6 ways to tackle stigma on leprosy

Dhondhi (third from the right) with his friends and neighbors showing their government-issued Job Cards. Five years ago, Dhondi was diagnosed with leprosy but didn't develop deformities because of early treatment. Photo by: ILEP

Your hands tingle, the skin feels tight and reddish patches appear on your arms.

The good news is that you will be cured by a six-month course of treatment. The bad news is that you have contracted leprosy, one of the world’s most stigmatized diseases: Sufferers were cast out from society in biblical and Koranic times; in some countries, they are still excluded.

On World Leprosy Day — Jan. 25 — the International Federation of Anti-Leprosy Associations is calling for the repeal of all discriminatory laws affecting people with leprosy.

Some 19 countries have laws on the statute book preventing people with leprosy from working in certain jobs, remaining married or traveling freely. They stem from the days when quarantine was thought to be the response to leprosy: Go to the island of Spinalonga, Crete, and you can still see the tunnel for people banished to this leprosy colony, in use until the 1950s. It was known as Dante’s Gate, because patients did not know what was going to happen to them when they arrived.

In 2005, an inquiry in Japan awarded compensation to leprosy patients who had been forcibly quarantined up to 1996 — a policy without scientific justification, since the disease is not highly contagious, has been curable since the 1940s and most countries stopped isolating leprosy patients in the 1960s.

The 2010 U.N. General Assembly called for governments to repeal discriminatory laws with the adoption of a resolution on the elimination of discrimination against persons affected by leprosy. Some states, including Greece, China, Ethiopia and Ecuador, have now repealed their laws, while in others the stigma remains.

In India, people with leprosy have reportedly been turfed off public transport. In Pakistan, people have been repatriated from Gulf states as soon as they are diagnosed with leprosy. In Bangladesh, a recent survey showed that 3 out of 10 people would refuse to purchase items from people with leprosy. In Nepal, a recent attempt has been made to introduce a law providing for annulment of marriage on grounds of leprosy.

But women and men affected by leprosy are fighting back.

In Nepal last month, 300 of them lobbied parliamentarians against the new law.
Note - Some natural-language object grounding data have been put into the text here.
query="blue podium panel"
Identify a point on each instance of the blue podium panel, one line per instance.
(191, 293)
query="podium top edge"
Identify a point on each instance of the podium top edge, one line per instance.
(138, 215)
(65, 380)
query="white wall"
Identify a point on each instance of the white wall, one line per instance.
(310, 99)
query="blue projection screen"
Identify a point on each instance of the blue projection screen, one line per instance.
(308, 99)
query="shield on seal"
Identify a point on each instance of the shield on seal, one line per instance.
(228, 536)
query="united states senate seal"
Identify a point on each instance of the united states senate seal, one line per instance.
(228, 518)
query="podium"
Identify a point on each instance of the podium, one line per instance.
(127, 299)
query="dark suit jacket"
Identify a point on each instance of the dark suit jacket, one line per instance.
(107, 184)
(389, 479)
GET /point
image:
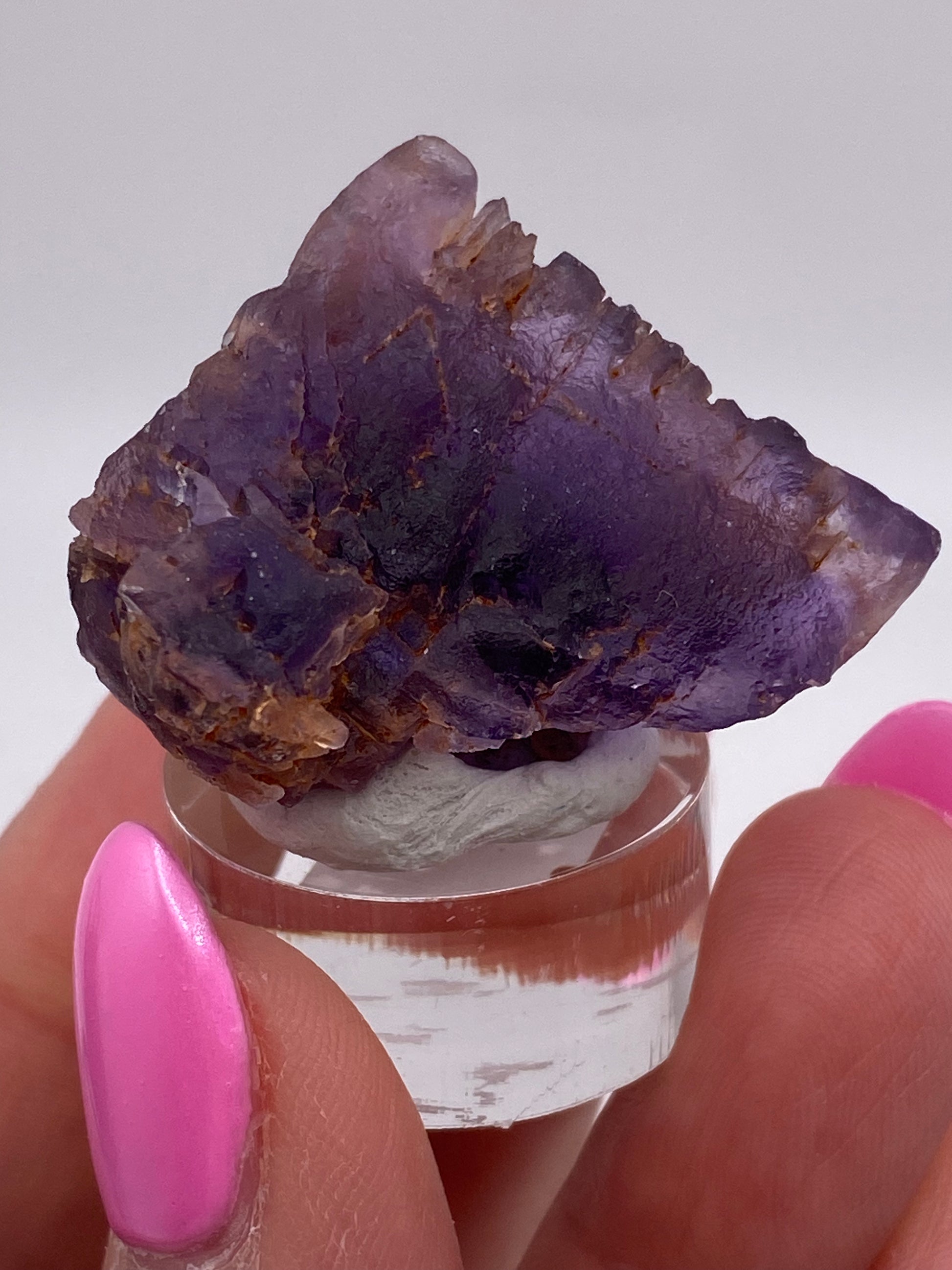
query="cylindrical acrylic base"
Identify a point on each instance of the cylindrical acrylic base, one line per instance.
(515, 982)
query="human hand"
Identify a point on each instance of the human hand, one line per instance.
(799, 1124)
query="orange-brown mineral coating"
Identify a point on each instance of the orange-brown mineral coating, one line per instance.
(432, 493)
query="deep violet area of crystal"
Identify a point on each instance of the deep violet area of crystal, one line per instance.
(433, 493)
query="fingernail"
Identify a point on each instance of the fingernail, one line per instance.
(909, 751)
(164, 1053)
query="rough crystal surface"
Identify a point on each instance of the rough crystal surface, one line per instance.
(433, 493)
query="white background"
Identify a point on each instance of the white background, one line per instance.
(769, 183)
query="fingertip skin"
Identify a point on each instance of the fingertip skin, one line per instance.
(812, 1083)
(164, 1051)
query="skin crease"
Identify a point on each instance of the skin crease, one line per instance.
(799, 1122)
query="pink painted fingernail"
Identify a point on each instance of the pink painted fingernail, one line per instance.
(909, 751)
(164, 1052)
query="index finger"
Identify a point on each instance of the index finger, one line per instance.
(50, 1209)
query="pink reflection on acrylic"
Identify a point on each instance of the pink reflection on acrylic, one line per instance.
(909, 751)
(164, 1051)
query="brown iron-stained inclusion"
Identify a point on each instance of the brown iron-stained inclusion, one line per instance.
(433, 493)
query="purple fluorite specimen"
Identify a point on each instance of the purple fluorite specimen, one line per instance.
(430, 492)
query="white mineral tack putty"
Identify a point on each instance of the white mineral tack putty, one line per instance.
(427, 808)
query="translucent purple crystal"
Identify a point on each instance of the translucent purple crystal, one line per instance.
(432, 493)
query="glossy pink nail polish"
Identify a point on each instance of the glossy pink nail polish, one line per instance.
(909, 751)
(164, 1052)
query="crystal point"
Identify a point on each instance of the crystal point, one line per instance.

Nongovernmental organizations working with leprosy briefed officials at the Ministry of Justice that a law against a disease that is both curable and pretty difficult to catch does not make sense. Such laws, whether enforced or not, reinforce ancient stigmas against people affected by leprosy.

Discriminatory laws against leprosy reinforce this stigma. But change is happening.

Ethiopia not only repealed its laws, but on World Leprosy Day each year the government — fronted by the Ethiopian National Association of People Affected by Leprosy — supports a regional public education campaign targeting traditional practices, for instance that women and men affected by leprosy cannot own land or marry.

And Egypt and India too are reviewing their own national laws on leprosy.

Last week Bill and Melinda Gates’ annual letter rightly highlighted cost-effective ways that neglected tropical diseases such as leprosy are being tackled. Medical treatment for leprosy is free; it is the social cost of stigma that is high, excluding the poorest people with leprosy from earning a livelihood and benefiting from society.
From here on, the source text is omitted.